I want the photography to avoid this feeling of obligation, not only because I don’t want it to feel like a chore for me, but also because without the expectation, when we only get it right once in a while, when we capture a little bit of magic, it feels like something so much more.


The best camera is the one you shoot

Home, on a Sunday

When I started at uni I wanted to take photos of the new people I was meeting — I’d spent the last few years of high school taking photos all the time — but I felt self conscious. When I meet someone new I don’t know how they will feel about me pulling out a camera and taking their photo. The photos I want to take require people to relax around me, and the camera, to let me take their photo as they are, whatever they’re doing. It’s intimate and collaborative. Eventually the solution I came up with was to start shooting on this old family Voigtländer. It is a beautitful and interesting camera, and when I would take it out of my bag people would be curious. It felt unobtrusive and it felt like we were already collaborating. I remember getting the first roll back and people liking the photos — as naff as it may sound it was gratifying when people started to upload them as their facebook profile pictures. The photos built a layer of trust; people felt you took photos of them in the way they saw themselves or the way they wanted to be seen so next time you pulled out a camera they were happy to see it. For me there was always something magical about that first roll I shot with the Voigtländer, and it freed me to take other photos. I could have shot it on any camera — the trepidation was in my head, but where else trepidation live anyway?


Mary Ellen Mark

Home, on a Sunday

I’ve been looking at this book of Mary Ellen Mark photographs. One thing I like about these compositions is how she uses the corners of her frame. To me, it is as if there were often two photographs happening at once. When I see the girl jumping over the fence I am torn; do I follow her down to the ground or do I move up with the boys. When I look at the photo of the little girl, dressed up with her USA flags, is she my subject or is it the framed picture on the wall and knick knacks on the writing desk. Again, while the family is asleep do I look at the girl or the bedside table. It is how we meet the world; an expanse of visual information and the pressure to choose where to look. Her photographs don’t end at the framelines. They expand out into imagination.
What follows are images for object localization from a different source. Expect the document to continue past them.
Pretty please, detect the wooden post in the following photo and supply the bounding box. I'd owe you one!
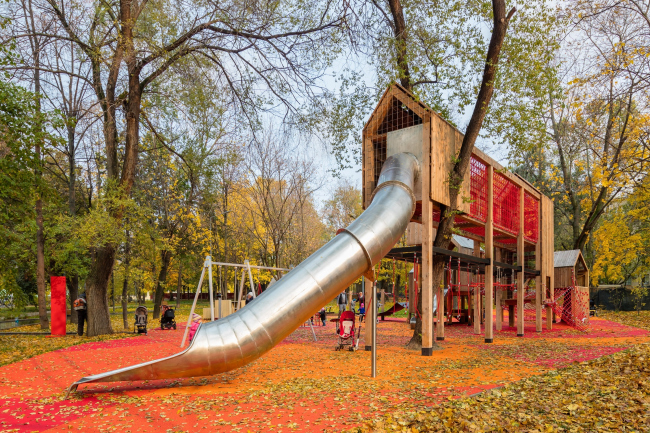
[422,114,434,354]
[517,187,525,337]
[535,222,542,332]
[347,285,352,311]
[495,248,502,331]
[543,197,554,330]
[484,166,494,343]
[473,242,481,334]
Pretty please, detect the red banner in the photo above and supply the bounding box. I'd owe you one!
[50,276,67,336]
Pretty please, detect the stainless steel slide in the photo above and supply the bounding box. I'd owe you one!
[67,152,420,395]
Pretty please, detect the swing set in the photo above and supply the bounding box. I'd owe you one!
[180,256,290,347]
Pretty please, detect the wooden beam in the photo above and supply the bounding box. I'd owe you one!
[422,114,434,354]
[495,247,503,331]
[473,240,481,335]
[517,187,525,337]
[535,205,542,333]
[484,165,494,343]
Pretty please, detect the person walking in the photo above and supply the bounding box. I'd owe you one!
[319,307,327,326]
[73,293,87,336]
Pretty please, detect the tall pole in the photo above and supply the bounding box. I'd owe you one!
[180,259,207,347]
[517,187,525,337]
[208,256,215,322]
[246,260,256,297]
[484,165,494,343]
[371,273,377,378]
[237,269,246,310]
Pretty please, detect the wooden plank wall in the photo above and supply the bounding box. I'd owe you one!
[554,268,574,288]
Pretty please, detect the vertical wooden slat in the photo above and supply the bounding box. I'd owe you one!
[517,187,525,337]
[484,165,494,343]
[473,240,481,335]
[422,115,434,353]
[548,197,555,329]
[535,201,542,332]
[495,247,502,331]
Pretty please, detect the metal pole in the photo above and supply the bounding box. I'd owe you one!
[237,269,246,310]
[308,316,318,342]
[208,260,291,271]
[180,260,207,347]
[208,256,215,322]
[246,260,256,297]
[217,292,222,320]
[371,274,377,378]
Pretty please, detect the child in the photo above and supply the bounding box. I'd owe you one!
[189,313,202,342]
[319,307,327,326]
[358,303,365,323]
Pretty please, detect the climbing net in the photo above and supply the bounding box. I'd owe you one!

Martin Parr said he was creating a fiction out of reality

Beach box, Mount Martha

This photo is my small tribute to the late Martin Parr. From inside the beach box I exposed for a rich, saturated beach but lit up the interior with a small flash. This gives the image an odd effect. Your eye is, for a moment, confused. There’s a frame within the frame; is the beach a painting on the wall? The scene on the beach is full of moments you could image as Martin Parr photos: the women with the bright pink inflatable; the dinghy in the foreground of the yacht; and perhaps best of all the young, red-headed, fair-skinned boy who’s fallen asleep in the centre of the frame exposed to the sun, you can picture old Marty with his ring-flash getting the image of the raw, pink skin and the blissfully unaware boy about to wake up and learn a lesson.


On the occasion of a new year, new web log

12.01AM, New Year’s Day, Yarraville

For the new year I’m going to try and write something each week. In part, I’d like to get better at taking photos and be more specific in my thinking about what makes a photograph good, but mostly I’d like to improve my writing. I’ve taken photos for 15 years, I might have taken 100,000 photos. One day I realised they’d gotten better, I didn’t try and get better – over time I just knew where to stand or when to wait. The more you do something the better you’ll get. There’s that thing about a monkey and a typewriter and a thousand years to write Hamlet – I don’t know the monkey would write Hamlet but I’m sure it would be a better typist.